Joe Strout
Joe Strout

Reputation: 2741

How to clone a RectangleF

How do you easily clone (copy) a RectangleF in C#?

There are obviously inelegant ways to do it, such as new RectangleF(r.Location, r.size), but surely there's a .Copy or .Clone method hiding somewhere? But neither of those compiles for me, nor does there appear to be a copy constructor. I suspect there's some simple, C#-standard way of copying any struct, that I just haven't found yet.

In case it matters, my real objective is to make a method that returns an offset version of a rectangle (because, amazingly, RectangleF doesn't have such built in - it has only a mutator method). My best stab at this is:

public static RectangleF Offset(RectangleF r, PointF offset) {
    PointF oldLoc = r.Location;
    return new RectangleF(new PointF(oldLoc.X+offset.X, oldLoc.Y+offset.Y), r.Size);
}

(Made uglier than it should by be the astounding lack of an addition operator for PointF, but that's another issue.) Is there a simpler way to do this?

Upvotes: 2

Views: 2343

Answers (2)

MrMoDoJoJr
MrMoDoJoJr

Reputation: 410

RectangleF is a struct i.e. a value type.

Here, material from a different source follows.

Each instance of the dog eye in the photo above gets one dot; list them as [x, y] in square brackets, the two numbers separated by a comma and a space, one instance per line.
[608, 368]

Consider the following:

public class Program
{
    struct S
    {
        public int i;
    }

    static void Main(string[] args)
    {
        S s1 = new S();
        S s2 = s1;

        s1.i = 5;

        Console.WriteLine(s1.i);
        Console.WriteLine(s2.i);
    }
}

The output is:

5
0

Because S is a struct i.e. s2 is a copy of s1.

Upvotes: 7

user180326
user180326

Reputation:

A Rect is a struct, a value type.

To clone it just assign it to a new variable.